Then the Saha equation can be used to determine the ratio \(N_{\rm II}/N_{\rm I}\). Using the ionization energy \(\chi_{\rm I} = 13.6\) eV for hydrogen, the ideal gas law, and substituting the values for \(Z_{\rm I}\) and \(Z_{\rm II}\) into Equation (4.6), the ratio \(N_{\rm II}/N_{\rm I}\) is given as

(4.11)#\[N_{\rm II}/N_{\rm I} = \frac{kT}{P_e}\left(\frac{2\pi m_e kT}{h^2} \right)^{3/2} e^{-13.6\;{\rm eV}/(kT)}.\]

In the end, we want to know the fraction of ionized hydrogen atoms \(N_2/N_{\rm tot}\) present for a given temperature.
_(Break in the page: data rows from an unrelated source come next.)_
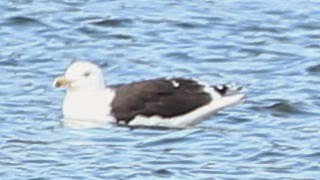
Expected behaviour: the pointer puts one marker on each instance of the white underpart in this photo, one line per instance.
(87, 109)
(218, 102)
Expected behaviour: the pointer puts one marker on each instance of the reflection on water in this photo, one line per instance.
(271, 48)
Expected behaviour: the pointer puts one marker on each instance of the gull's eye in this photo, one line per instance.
(86, 74)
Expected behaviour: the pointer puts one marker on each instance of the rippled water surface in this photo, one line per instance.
(271, 48)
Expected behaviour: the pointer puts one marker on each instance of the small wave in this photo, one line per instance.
(112, 22)
(314, 69)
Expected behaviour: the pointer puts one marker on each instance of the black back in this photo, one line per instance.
(163, 97)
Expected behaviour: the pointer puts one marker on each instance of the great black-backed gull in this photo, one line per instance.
(175, 102)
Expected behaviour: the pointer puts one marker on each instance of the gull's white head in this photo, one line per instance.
(81, 75)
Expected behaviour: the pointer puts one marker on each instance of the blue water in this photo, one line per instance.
(271, 48)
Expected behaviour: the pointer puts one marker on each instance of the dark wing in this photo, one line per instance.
(163, 97)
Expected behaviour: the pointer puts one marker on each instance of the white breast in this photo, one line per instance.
(88, 108)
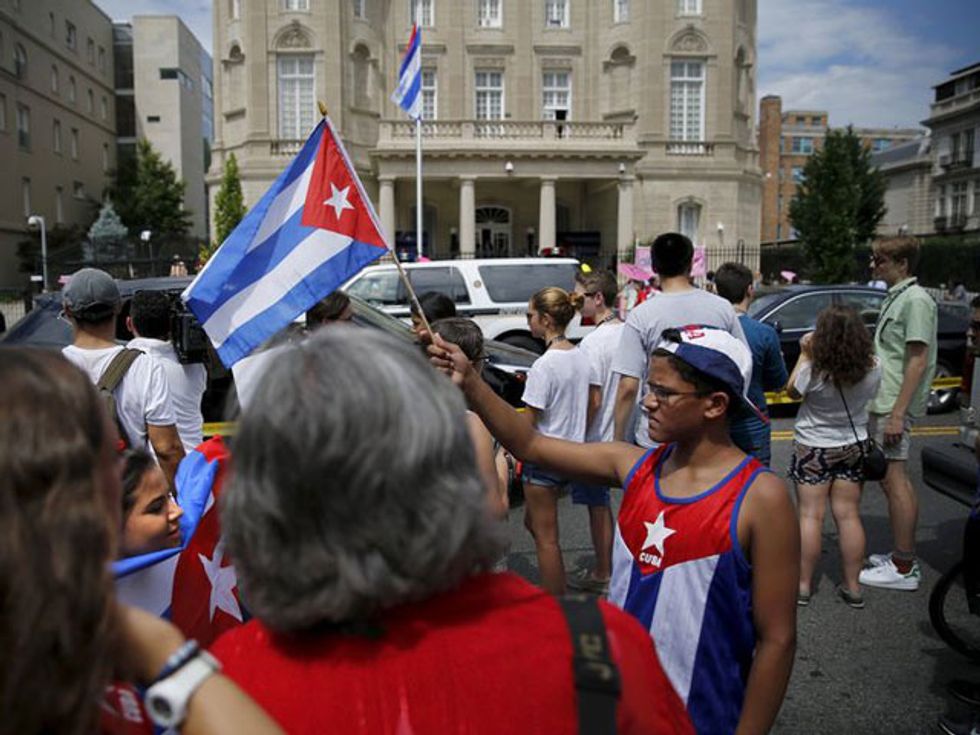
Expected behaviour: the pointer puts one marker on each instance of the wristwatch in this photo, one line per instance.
(166, 700)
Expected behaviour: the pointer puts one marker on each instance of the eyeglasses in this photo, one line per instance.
(663, 395)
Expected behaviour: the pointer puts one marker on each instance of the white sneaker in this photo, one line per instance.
(886, 576)
(876, 560)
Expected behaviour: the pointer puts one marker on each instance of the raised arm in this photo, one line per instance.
(598, 463)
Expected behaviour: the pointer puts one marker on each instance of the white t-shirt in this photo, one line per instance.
(822, 420)
(600, 345)
(558, 386)
(142, 398)
(186, 383)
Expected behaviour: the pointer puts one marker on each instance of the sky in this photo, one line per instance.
(871, 63)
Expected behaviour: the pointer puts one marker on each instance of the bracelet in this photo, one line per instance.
(178, 659)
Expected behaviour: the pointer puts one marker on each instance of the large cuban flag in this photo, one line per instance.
(306, 236)
(194, 585)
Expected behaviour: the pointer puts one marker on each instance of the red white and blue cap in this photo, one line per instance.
(715, 353)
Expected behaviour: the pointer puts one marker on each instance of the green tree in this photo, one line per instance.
(149, 196)
(838, 205)
(229, 205)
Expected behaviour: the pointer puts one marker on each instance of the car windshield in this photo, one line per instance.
(763, 302)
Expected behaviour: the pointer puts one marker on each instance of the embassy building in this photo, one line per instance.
(566, 126)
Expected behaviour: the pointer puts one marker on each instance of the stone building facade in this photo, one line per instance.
(550, 124)
(57, 118)
(787, 138)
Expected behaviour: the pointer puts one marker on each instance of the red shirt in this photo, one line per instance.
(492, 656)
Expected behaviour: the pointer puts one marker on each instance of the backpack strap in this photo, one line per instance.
(596, 676)
(116, 370)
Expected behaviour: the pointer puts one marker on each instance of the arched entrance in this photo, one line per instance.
(493, 232)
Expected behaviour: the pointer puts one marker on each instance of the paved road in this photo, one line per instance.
(877, 670)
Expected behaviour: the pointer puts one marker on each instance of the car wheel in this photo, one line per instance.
(941, 401)
(525, 342)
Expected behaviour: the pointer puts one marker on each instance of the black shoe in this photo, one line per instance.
(965, 691)
(952, 727)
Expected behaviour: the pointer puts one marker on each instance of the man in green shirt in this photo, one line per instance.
(905, 343)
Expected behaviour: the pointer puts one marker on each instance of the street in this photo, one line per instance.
(877, 670)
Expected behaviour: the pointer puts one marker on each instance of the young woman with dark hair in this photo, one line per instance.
(836, 376)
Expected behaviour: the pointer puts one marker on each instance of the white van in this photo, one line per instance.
(493, 292)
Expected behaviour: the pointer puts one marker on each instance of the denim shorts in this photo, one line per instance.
(537, 475)
(590, 495)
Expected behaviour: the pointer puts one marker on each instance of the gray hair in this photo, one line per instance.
(355, 485)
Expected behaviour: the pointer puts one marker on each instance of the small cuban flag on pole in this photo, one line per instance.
(408, 96)
(312, 230)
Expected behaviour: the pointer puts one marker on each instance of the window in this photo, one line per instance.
(20, 61)
(802, 145)
(24, 127)
(689, 7)
(489, 95)
(687, 100)
(488, 14)
(689, 220)
(296, 99)
(556, 91)
(420, 11)
(556, 13)
(430, 96)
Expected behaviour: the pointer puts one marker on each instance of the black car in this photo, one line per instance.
(793, 311)
(505, 369)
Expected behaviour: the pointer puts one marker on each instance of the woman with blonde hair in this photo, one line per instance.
(836, 376)
(561, 395)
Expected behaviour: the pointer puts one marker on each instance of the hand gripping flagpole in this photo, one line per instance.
(398, 264)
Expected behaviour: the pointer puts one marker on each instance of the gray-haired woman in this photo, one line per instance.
(360, 532)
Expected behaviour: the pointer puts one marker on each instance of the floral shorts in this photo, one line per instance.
(818, 465)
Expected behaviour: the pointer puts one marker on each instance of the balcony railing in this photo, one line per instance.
(690, 148)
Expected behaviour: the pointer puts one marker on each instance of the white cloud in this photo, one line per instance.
(860, 63)
(196, 14)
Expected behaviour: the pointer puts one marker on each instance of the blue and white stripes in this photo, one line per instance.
(408, 93)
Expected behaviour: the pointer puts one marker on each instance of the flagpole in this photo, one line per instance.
(401, 271)
(418, 186)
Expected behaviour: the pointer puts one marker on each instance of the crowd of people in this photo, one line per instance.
(364, 512)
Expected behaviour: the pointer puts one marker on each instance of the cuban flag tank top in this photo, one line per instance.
(679, 569)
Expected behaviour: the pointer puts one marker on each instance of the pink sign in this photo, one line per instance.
(699, 265)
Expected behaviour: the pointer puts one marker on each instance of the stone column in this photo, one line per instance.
(387, 205)
(467, 218)
(546, 215)
(624, 218)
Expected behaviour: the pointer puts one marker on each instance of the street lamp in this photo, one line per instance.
(36, 220)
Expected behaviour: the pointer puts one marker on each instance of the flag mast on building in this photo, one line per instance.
(408, 96)
(309, 233)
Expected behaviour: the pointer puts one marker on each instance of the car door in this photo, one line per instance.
(794, 317)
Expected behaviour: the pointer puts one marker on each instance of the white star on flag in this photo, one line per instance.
(223, 582)
(657, 533)
(338, 200)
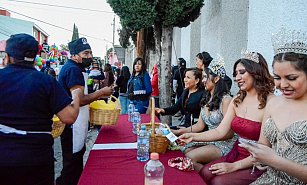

The Boltzmann equation (Eqn. (4.6)) provides the fraction of atoms in a higher energy state and the Saha equation (Eqn. (4.11)) can be used to determine the fraction of atoms that are not ionized.

Note

If the atoms are ionized, then they can’t have the electron in a higher energy level.

Assuming that nearly all the atoms are in either the ground state or the first excited state, we can employ the approximation for ratio in the number of non-ionized (neutral) particles to the total number of particles, \(N_{\rm I}/(N_1 + N_2) \approx 1\), and write

(4.12)#\[\frac{N_2}{N_{\rm total}} = \frac{N_2}{N_1+N_2} \frac{N_{\rm I}}{N_{\rm I}+N_{\rm II}} = \frac{N_2/N_1}{1 + N_2/N_1} \frac{1}{1+N_{\rm II}/N_{\rm I}}\]
  • Plot the fraction of ionized hydrogen as a function of temperature.

  • Plot the fraction of hydrogen in the first excited state as a function of temperature.

def Saha_Eq_H12(P_e,T):
    #return the fraction of ionized particles (N_II/N_I) for a pure hydrogen gas
    kT = k_boltz*T
    Z_I = 2. + 8.*np.exp(-10.2/kT)
    return (2*kT/P_e)*(Z_II/Z_I)*(2.*np.pi*m_e*kT/h**2)**1.5*np.exp(-chi_I/kT)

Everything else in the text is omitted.